Ao transformar a paisagem em pintura, o pintor quer revelar a intimidade do mundo. “A pintura moderna, do mesmo modo que o pensamento moderno, obriga-nos a admitir uma verdade que não reflita as coisas, sem modelo exterior, sem instrumentos de expressão predestinados e não obstante verdade” (Merleau-Ponty). Uma verdade não reproduzida, mas criada a partir de conceitos. Se, na tradição renascentista, o pintor era o espectador ideal e racional do mundo, na modernidade ele se mistura aos seres e às coisas para transformá-los em imagens. O pintor moderno pinta a paisagem cada vez mais de perto, com a intimidade de “voltar às coisas” e alcançar o fundamento do “real”. A paisagem moderna é um buraco problemático de pensar o mundo e o homem está entre o mundo e as coisas como se fosse um exercício de composição. No imaginário do artista, a paisagem não é a analogia daquilo que a história do homem designou realidade. O paisagista Claude Monet, com sua percepção inquieta, disseca as aparências e eterniza o instante refletido no seu jardim, pinta a descontinuidade do tempo. Picasso inventa imagens de múltiplos pontos de vistas, fragmentando a paisagem. Para Mondrian, a paisagem é uma combinação de horizontais e verticais, a depuração da composição. Apropriando-se de imagens e objetos, Duchamp reinventa a paisagem, com o riso e a reflexão. Pollock cria a paisagem americana, no ritmo gestual proporcionado pelo acaso da tinta atirada sobre a superfície da tela. Neste processo contínuo de desnaturalização do olhar, mudam-se a construção e a percepção das imagens.
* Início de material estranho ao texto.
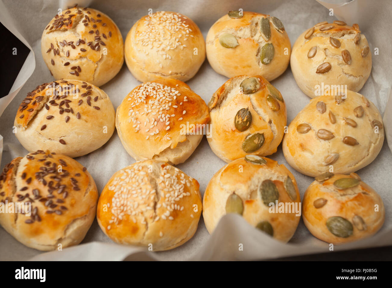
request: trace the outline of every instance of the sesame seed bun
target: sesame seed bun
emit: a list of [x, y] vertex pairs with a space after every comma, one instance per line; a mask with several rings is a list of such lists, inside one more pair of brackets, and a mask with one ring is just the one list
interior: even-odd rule
[[125, 60], [140, 82], [161, 78], [186, 81], [205, 58], [204, 39], [193, 21], [160, 11], [138, 21], [125, 40]]
[[31, 216], [1, 213], [0, 224], [21, 243], [38, 250], [76, 245], [93, 223], [98, 199], [85, 168], [67, 156], [40, 150], [15, 158], [3, 169], [0, 202], [31, 203]]
[[112, 176], [100, 197], [97, 219], [114, 242], [152, 245], [156, 251], [191, 239], [201, 210], [197, 181], [163, 162], [149, 160]]
[[196, 125], [205, 126], [209, 120], [207, 105], [188, 85], [163, 78], [129, 92], [117, 108], [116, 127], [124, 147], [135, 159], [175, 165], [185, 161], [203, 138], [201, 129], [195, 131], [198, 134], [187, 135], [187, 124], [197, 129]]

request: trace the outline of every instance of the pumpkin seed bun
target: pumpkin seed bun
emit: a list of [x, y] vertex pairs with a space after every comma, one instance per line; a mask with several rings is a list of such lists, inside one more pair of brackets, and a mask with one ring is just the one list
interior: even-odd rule
[[358, 174], [327, 173], [316, 179], [302, 201], [302, 219], [313, 236], [342, 244], [380, 230], [385, 214], [383, 200]]
[[261, 75], [270, 81], [287, 68], [291, 45], [283, 24], [276, 17], [230, 11], [210, 28], [206, 50], [208, 62], [220, 74], [229, 78]]
[[334, 173], [348, 174], [378, 155], [384, 137], [379, 112], [359, 93], [349, 91], [346, 96], [311, 100], [289, 125], [282, 148], [297, 171], [314, 177], [333, 167]]
[[140, 82], [162, 78], [186, 81], [205, 59], [205, 43], [197, 25], [183, 15], [160, 11], [142, 17], [125, 40], [125, 61]]
[[300, 203], [294, 176], [276, 161], [246, 156], [226, 165], [210, 180], [203, 200], [204, 223], [212, 234], [222, 216], [235, 213], [252, 226], [287, 242], [297, 229], [300, 215], [296, 215], [294, 208], [293, 213], [270, 213], [269, 204], [275, 204], [276, 200]]
[[83, 81], [60, 80], [27, 93], [15, 117], [15, 135], [30, 152], [49, 150], [77, 157], [110, 139], [115, 115], [103, 90]]
[[[27, 247], [64, 248], [84, 238], [98, 199], [85, 168], [65, 155], [39, 150], [15, 158], [0, 175], [0, 203], [6, 211], [8, 207], [8, 212], [0, 213], [0, 225]], [[17, 211], [25, 203], [29, 208]]]
[[112, 176], [100, 197], [97, 219], [116, 243], [161, 251], [192, 238], [202, 209], [197, 181], [165, 162], [148, 160]]
[[175, 165], [194, 151], [203, 138], [202, 127], [209, 120], [200, 96], [181, 81], [163, 78], [129, 92], [117, 108], [116, 127], [124, 147], [136, 160]]
[[372, 70], [369, 51], [358, 24], [325, 21], [299, 35], [293, 46], [290, 66], [297, 85], [311, 98], [318, 96], [315, 86], [321, 83], [347, 85], [347, 89], [358, 92]]
[[124, 63], [121, 33], [107, 15], [75, 7], [56, 15], [41, 39], [41, 51], [55, 79], [77, 79], [97, 86], [117, 74]]
[[287, 113], [281, 94], [262, 76], [233, 77], [208, 104], [214, 152], [224, 161], [249, 154], [266, 156], [282, 141]]

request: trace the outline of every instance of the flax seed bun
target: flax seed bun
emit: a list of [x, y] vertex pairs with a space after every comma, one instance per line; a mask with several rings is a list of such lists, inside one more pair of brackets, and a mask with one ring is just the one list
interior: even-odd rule
[[164, 162], [148, 160], [112, 176], [100, 197], [97, 220], [116, 243], [162, 251], [192, 238], [201, 210], [197, 181]]
[[[207, 105], [188, 85], [159, 79], [134, 88], [117, 108], [116, 127], [127, 152], [137, 160], [185, 161], [203, 138], [210, 120]], [[186, 126], [194, 125], [187, 135]], [[197, 130], [197, 131], [196, 130]]]
[[121, 33], [109, 17], [91, 8], [74, 7], [56, 15], [41, 40], [44, 61], [55, 79], [103, 85], [124, 62]]
[[30, 152], [49, 150], [76, 157], [106, 143], [114, 130], [114, 116], [109, 96], [92, 84], [77, 80], [44, 83], [19, 106], [15, 135]]
[[341, 21], [325, 21], [298, 38], [293, 46], [290, 66], [297, 84], [311, 98], [320, 95], [315, 86], [321, 83], [347, 85], [347, 89], [358, 92], [372, 70], [369, 51], [369, 43], [358, 24], [352, 27]]
[[385, 214], [383, 200], [356, 173], [328, 173], [316, 179], [302, 202], [302, 219], [313, 236], [342, 244], [380, 230]]
[[0, 203], [31, 203], [31, 215], [1, 213], [0, 225], [38, 250], [77, 245], [94, 220], [98, 199], [95, 183], [85, 167], [65, 155], [40, 150], [15, 158], [3, 170]]
[[[269, 204], [276, 200], [297, 205], [299, 215], [295, 210], [270, 213]], [[297, 182], [284, 165], [248, 155], [230, 162], [212, 176], [204, 193], [203, 217], [210, 234], [223, 216], [237, 213], [252, 226], [287, 242], [299, 222], [300, 203]]]
[[233, 77], [214, 94], [208, 106], [211, 137], [207, 139], [223, 160], [276, 152], [286, 124], [286, 105], [280, 92], [265, 78]]
[[[260, 29], [262, 21], [265, 34]], [[272, 50], [272, 47], [273, 54], [266, 57], [266, 52], [269, 48]], [[261, 75], [270, 81], [287, 68], [291, 45], [283, 24], [276, 17], [245, 11], [241, 16], [238, 11], [230, 11], [210, 28], [206, 50], [208, 62], [220, 74], [229, 78]], [[262, 53], [262, 51], [265, 52]]]
[[384, 128], [377, 108], [359, 93], [347, 91], [346, 96], [312, 99], [289, 125], [282, 148], [297, 171], [312, 177], [328, 171], [348, 174], [379, 153]]
[[140, 82], [162, 78], [186, 81], [205, 59], [199, 27], [179, 13], [160, 11], [142, 18], [125, 40], [125, 61]]

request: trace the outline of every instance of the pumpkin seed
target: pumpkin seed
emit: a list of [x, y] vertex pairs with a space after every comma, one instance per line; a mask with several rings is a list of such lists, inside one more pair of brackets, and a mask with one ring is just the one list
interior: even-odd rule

A paisagem não é a realidade que o sonho não apagou, ela é também construída de sonhos. “Antes de ser um espetáculo consciente, toda paisagem é uma experiência onírica” (Bachelard). Que seja figurativa ou abstrata, espontânea ou racional, ela é objeto do pensamento, é uma realidade semiológica, sujeita, portanto, a uma variedade de interpretações coerentes e incoerentes. A paisagem que o artista nos oferece é um espelho refletindo problemas para o olhar imaginar soluções possíveis, mas não definitivas. A pintura direcionou-se para a construção de um objeto plástico autônomo e universal e fez da paisagem um campo enigmático, como se ela fosse um lugar de pensamentos secretos.